(CMR) High-risk prisoner, Elmer Wright (26) was placed on the British Airways repatriation flight this evening that left the Cayman Islands and is currently in route to the United Kingdom. His transfer was arranged under the Colonial Prisoners Removal Act 1884 that allows for the removal of prisoners believed to pose a “national safety and security” risk.
The transfer was authorized by the UK and Cayman Islands Government.
Wright was jailed after being convicted in a number of cases earlier this year including a 2017 home invasion in Patrick's Island.
His removal from the prison was kept under wraps as the repatriation flight prepared to return a large number of Filipino nationals. It has been shared earlier by the Governor that the flight was permitted to land in London but no one was going to be getting off the flight. Now, it appears that Wright will be the exception.
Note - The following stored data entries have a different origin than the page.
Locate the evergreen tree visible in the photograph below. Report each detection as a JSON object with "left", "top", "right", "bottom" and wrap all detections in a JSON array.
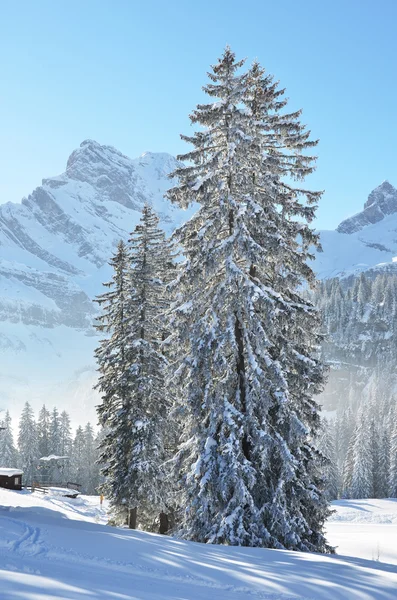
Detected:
[
  {"left": 17, "top": 402, "right": 38, "bottom": 485},
  {"left": 82, "top": 423, "right": 100, "bottom": 494},
  {"left": 0, "top": 411, "right": 18, "bottom": 467},
  {"left": 96, "top": 208, "right": 172, "bottom": 529},
  {"left": 342, "top": 434, "right": 355, "bottom": 498},
  {"left": 71, "top": 426, "right": 86, "bottom": 486},
  {"left": 369, "top": 417, "right": 382, "bottom": 498},
  {"left": 49, "top": 408, "right": 61, "bottom": 455},
  {"left": 166, "top": 48, "right": 331, "bottom": 551},
  {"left": 59, "top": 411, "right": 73, "bottom": 457},
  {"left": 317, "top": 420, "right": 339, "bottom": 500},
  {"left": 350, "top": 408, "right": 373, "bottom": 498},
  {"left": 37, "top": 405, "right": 51, "bottom": 458},
  {"left": 95, "top": 240, "right": 132, "bottom": 519},
  {"left": 389, "top": 405, "right": 397, "bottom": 498},
  {"left": 377, "top": 430, "right": 390, "bottom": 498}
]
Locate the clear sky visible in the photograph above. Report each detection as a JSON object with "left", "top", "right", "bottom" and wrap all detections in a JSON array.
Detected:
[{"left": 0, "top": 0, "right": 395, "bottom": 229}]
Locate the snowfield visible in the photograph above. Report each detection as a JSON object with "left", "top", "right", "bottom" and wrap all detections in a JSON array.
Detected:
[
  {"left": 327, "top": 498, "right": 397, "bottom": 566},
  {"left": 0, "top": 490, "right": 396, "bottom": 599}
]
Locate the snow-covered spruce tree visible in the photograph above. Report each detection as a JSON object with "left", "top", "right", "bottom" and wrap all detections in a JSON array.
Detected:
[
  {"left": 59, "top": 411, "right": 73, "bottom": 458},
  {"left": 0, "top": 411, "right": 18, "bottom": 467},
  {"left": 342, "top": 433, "right": 355, "bottom": 498},
  {"left": 82, "top": 423, "right": 101, "bottom": 494},
  {"left": 377, "top": 430, "right": 390, "bottom": 499},
  {"left": 120, "top": 205, "right": 171, "bottom": 529},
  {"left": 389, "top": 405, "right": 397, "bottom": 498},
  {"left": 71, "top": 425, "right": 86, "bottom": 486},
  {"left": 37, "top": 405, "right": 51, "bottom": 459},
  {"left": 17, "top": 402, "right": 38, "bottom": 485},
  {"left": 350, "top": 408, "right": 373, "bottom": 499},
  {"left": 49, "top": 407, "right": 61, "bottom": 455},
  {"left": 96, "top": 208, "right": 172, "bottom": 529},
  {"left": 317, "top": 419, "right": 339, "bottom": 500},
  {"left": 167, "top": 48, "right": 331, "bottom": 551},
  {"left": 95, "top": 240, "right": 135, "bottom": 523}
]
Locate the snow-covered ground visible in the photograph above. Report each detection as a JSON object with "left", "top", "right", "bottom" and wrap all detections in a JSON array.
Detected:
[
  {"left": 0, "top": 490, "right": 396, "bottom": 599},
  {"left": 327, "top": 498, "right": 397, "bottom": 566}
]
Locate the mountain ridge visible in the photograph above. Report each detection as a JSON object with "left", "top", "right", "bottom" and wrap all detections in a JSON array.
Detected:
[
  {"left": 0, "top": 139, "right": 395, "bottom": 422},
  {"left": 315, "top": 181, "right": 397, "bottom": 279},
  {"left": 0, "top": 140, "right": 194, "bottom": 423},
  {"left": 336, "top": 181, "right": 397, "bottom": 234}
]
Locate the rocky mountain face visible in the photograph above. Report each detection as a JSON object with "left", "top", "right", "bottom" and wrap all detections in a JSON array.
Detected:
[
  {"left": 337, "top": 181, "right": 397, "bottom": 234},
  {"left": 0, "top": 139, "right": 395, "bottom": 424},
  {"left": 315, "top": 181, "right": 397, "bottom": 279},
  {"left": 0, "top": 140, "right": 194, "bottom": 423}
]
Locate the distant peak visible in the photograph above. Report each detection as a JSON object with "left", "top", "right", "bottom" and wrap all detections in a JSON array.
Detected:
[
  {"left": 80, "top": 139, "right": 100, "bottom": 148},
  {"left": 66, "top": 140, "right": 130, "bottom": 174},
  {"left": 364, "top": 180, "right": 396, "bottom": 209},
  {"left": 337, "top": 181, "right": 397, "bottom": 234}
]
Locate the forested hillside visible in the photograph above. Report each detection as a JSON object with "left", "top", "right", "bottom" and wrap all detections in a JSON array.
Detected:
[{"left": 314, "top": 270, "right": 397, "bottom": 499}]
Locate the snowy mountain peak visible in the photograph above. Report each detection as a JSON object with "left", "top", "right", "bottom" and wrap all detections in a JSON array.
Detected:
[
  {"left": 0, "top": 141, "right": 194, "bottom": 422},
  {"left": 364, "top": 180, "right": 396, "bottom": 209},
  {"left": 337, "top": 181, "right": 397, "bottom": 234},
  {"left": 65, "top": 139, "right": 137, "bottom": 194}
]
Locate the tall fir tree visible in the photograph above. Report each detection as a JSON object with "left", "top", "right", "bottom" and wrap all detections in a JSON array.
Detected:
[
  {"left": 95, "top": 240, "right": 134, "bottom": 520},
  {"left": 167, "top": 48, "right": 331, "bottom": 551},
  {"left": 96, "top": 207, "right": 173, "bottom": 528}
]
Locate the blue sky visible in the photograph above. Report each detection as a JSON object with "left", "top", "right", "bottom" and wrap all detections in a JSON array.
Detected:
[{"left": 0, "top": 0, "right": 395, "bottom": 229}]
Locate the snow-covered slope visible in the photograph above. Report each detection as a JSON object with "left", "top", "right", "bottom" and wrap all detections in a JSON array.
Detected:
[
  {"left": 0, "top": 489, "right": 396, "bottom": 599},
  {"left": 315, "top": 181, "right": 397, "bottom": 279},
  {"left": 0, "top": 140, "right": 194, "bottom": 423}
]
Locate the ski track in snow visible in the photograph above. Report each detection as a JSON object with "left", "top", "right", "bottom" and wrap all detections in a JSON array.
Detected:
[
  {"left": 0, "top": 512, "right": 298, "bottom": 600},
  {"left": 0, "top": 491, "right": 397, "bottom": 599}
]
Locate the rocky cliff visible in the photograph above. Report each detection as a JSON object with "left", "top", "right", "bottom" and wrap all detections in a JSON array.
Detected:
[{"left": 0, "top": 140, "right": 193, "bottom": 422}]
During his trial, he was placed under extreme security with a helicopter escort and snipers placed around the courthouse. He received a life sentence on January 21, 2020 and must serve at least 18 years before being eligible for parole. Called a “career criminal” by the Justice Chapple he began his criminal career at 15-years-old. He is one of only two persons in Cayman to have received an “indeterminate sentence”.
During the sentencing Justice Chapple said,
“You have not shown one jot of remorse… and I doubt you care about anyone but yourself.”
This 19th-century law has been used very sparingly over the years. There are several other Caymanians in the UK under the same Act including brothers Osbourne Douglas and Justin Ramoon, both serving life sentences for murder. They have since sought to have the decision challenged claiming that it goes against the Bill of Rights.
The British Airways airbridge flight BA9112 left earlier this evening around 10:06 pm and should arrive in the London's Heathrow Airport at 12:32 pm.